2. Risques élevés (High-Risk)
- Soumis à des exigences strictes (transparence, traçabilité, évaluation de la conformité, gouvernance des données, supervision humaine, etc.).
- Comprennent les systèmes utilisés dans :
- L’infrastructure critique (énergie, transport).
- L’éducation (ex. : outils d’évaluation automatisée).
- L’emploi (ex. : tri automatisé de CV).
- La justice, la migration, la santé, etc.
- Ces systèmes doivent être inscrits dans une liste exhaustive de l’Annexe III du règlement.
3. Risques limités ou minimes (Limited or Minimal Risk)
- Non réglementés de manière contraignante, mais soumis à des obligations de transparence dans certains cas.
- Exemples :
- Chatbots (doivent indiquer qu’ils ne sont pas humains).

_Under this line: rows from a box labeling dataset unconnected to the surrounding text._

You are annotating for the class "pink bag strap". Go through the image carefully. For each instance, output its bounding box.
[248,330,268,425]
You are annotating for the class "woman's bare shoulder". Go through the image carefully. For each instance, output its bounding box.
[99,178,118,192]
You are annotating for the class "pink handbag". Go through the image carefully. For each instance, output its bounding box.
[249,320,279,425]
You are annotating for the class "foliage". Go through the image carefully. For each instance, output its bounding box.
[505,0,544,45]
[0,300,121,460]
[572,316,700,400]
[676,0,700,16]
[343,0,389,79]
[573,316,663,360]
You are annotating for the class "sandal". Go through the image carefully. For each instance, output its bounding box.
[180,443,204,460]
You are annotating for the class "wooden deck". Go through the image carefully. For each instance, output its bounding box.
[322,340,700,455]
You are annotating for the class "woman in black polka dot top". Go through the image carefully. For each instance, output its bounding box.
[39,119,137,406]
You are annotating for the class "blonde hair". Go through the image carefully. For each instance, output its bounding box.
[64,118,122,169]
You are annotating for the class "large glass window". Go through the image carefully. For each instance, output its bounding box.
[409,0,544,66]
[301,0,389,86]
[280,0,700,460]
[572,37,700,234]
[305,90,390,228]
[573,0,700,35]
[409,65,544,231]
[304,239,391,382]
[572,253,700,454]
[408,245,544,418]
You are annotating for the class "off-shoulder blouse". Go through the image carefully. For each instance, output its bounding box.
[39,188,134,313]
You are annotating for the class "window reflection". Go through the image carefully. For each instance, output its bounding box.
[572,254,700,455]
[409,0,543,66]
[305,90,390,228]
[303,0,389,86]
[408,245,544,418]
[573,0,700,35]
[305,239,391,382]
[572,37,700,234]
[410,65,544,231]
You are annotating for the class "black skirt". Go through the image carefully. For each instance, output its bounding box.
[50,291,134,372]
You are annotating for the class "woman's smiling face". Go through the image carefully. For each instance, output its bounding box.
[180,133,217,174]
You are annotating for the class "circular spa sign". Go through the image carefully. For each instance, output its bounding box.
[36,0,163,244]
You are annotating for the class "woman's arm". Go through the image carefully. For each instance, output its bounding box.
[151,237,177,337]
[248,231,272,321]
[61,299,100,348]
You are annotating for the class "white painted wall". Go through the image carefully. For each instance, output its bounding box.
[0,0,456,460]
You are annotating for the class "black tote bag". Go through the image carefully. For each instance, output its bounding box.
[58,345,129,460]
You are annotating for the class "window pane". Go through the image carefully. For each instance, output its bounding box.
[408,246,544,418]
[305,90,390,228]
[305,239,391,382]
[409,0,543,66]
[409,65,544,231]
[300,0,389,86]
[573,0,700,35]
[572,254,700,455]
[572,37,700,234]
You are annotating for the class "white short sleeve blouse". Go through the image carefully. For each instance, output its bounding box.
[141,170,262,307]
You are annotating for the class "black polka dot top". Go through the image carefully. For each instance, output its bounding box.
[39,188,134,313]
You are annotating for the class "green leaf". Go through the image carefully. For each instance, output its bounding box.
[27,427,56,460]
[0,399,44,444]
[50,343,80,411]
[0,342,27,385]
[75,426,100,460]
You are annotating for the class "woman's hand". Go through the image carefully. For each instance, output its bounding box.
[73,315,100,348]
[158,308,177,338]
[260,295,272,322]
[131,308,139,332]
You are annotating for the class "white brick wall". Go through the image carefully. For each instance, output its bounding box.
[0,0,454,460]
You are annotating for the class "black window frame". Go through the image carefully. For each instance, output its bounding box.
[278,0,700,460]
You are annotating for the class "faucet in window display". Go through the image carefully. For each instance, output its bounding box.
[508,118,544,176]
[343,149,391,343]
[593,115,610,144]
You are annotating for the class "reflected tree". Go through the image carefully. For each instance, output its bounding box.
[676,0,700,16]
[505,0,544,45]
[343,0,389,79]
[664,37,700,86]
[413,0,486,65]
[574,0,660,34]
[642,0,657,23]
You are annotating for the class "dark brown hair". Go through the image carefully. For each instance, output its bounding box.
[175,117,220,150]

- Systèmes de reconnaissance émotionnelle.
- Contenu généré par IA (ex. : deepfakes → obligation de « watermarking » ou d’étiquetage).
Cas particulier : modèles d’IA à usage général (General-Purpose AI – GPAI)
- Inclut les grands modèles (ex. : LLM comme GPT, Llama, etc.).
- Soumis à des obligations spécifiques selon leur niveau de capacité (ex. : évaluation des risques systémiques pour les GPAI avancés).
- Encadrés notamment par le Code de pratique et les lignes directrices de la Commission européenne (voir les articles du site sur les Guidelines for GPAI Models et le Code of Practice).